= Mr. Marmalade =

2004 play by Noah Haidle

Mr. Marmalade is a black comedy play written by Noah Haidle. It follows Lucy, a four-year-old girl in New Jersey, and how she views adult life. It premiered in Costa Mesa, California, on April 25, 2004, by South Coast Repertory and starred Eliza Pryor Nagel as Lucy, Glen Fleshier as Mr. Marmalade, Guilford Adams as Larry and Marc Vietor as Bradley.

== Plot ==
The play is set in the living room in New Jersey

- One
  Of the strained relationship of Lucy and her imaginary friend Mr. Marmalade

The play begins with Lucy, a four-year-old girl, sitting by herself in the living room, playing with a Ken and Barbie. Mr. Marmalade appears, and the two begin to play tea. Mr. Marmalade asks Lucy if she's angry with him, who says she just wishes he wasn't too busy. Sookie, Lucy's mother, interrupts the tea party and asks Lucy which dress she should wear. Mr. Marmalade, who Sookie cannot see, suggests the red one. Sookie leaves and Mr. M and Lucy return to their conversation. Mr. M tells Lucy he will take her to Mexico, to Cabo San Lucas. Their happiness is put at an end when Mr. Marmalade is sent back to the office, leaving Lucy alone again. Sookie then re-enters and tells Lucy that the babysitter, Emily, will be there in half an hour. Sookie then leaves, leaving Lucy alone once more.

- Two
  Of the conversation between Lucy and Emily the Babysitter, during which they talk about Mr. Marmalade and his delinquent behavior and how men are like that in general unless you keep them in line

The scene opens with Emily watching TV while Lucy is “on the phone” with Mr. Marmalade. Emily also pretends to call Mr. Marmalade, angering Lucy. Lucy then demands that she wants to have a tea party. Emily reluctantly agrees, and they have a tea party together, but Emily cuts it short to smoke a cigarette. She leaves and Bradley, Mr. Marmalade's assistant, enters, much to Lucy's excitement, and enthusiastically joins the tea party. Lucy asks why he is wearing sunglasses indoors at night, but Bradley evades the question. She also asks if there has been any more word about Mexico, but Bradley hasn't heard anything, citing that Mr. Marmalade is busy. Before Bradley can leave, Lucy pulls off his glasses to reveal a black eye. He initially claims that it was an accident, but then admits that he received it for forgetting Mr. Marmalade's dry cleaning.

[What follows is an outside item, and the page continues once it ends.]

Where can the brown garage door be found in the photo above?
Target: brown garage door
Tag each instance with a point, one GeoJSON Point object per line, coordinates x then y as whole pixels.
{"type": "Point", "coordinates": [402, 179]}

He leaves and Emily returns. Emily's boyfriend, George, arrives despite Lucy's claim that he is not allowed. George brings his step-brother, Larry, with him, and goes upstairs with Emily, apparently to have sex. Lucy and Larry talk to each other about their lives. Larry reveals that he has to repeat preschool, claiming that he didn't have enough friends. He quickly admits that the real reason was due to petty theft and a suicide attempt. Lucy offers to play doctor and asks him to take his shirt off. She pretends to replace his heart, but then asks him to take his pants off. Larry eventually agrees, and after she inspects him, they switch roles. Lucy ends the scene pretending to be in pain, saying, “you'll have to inspect me from head to toe.”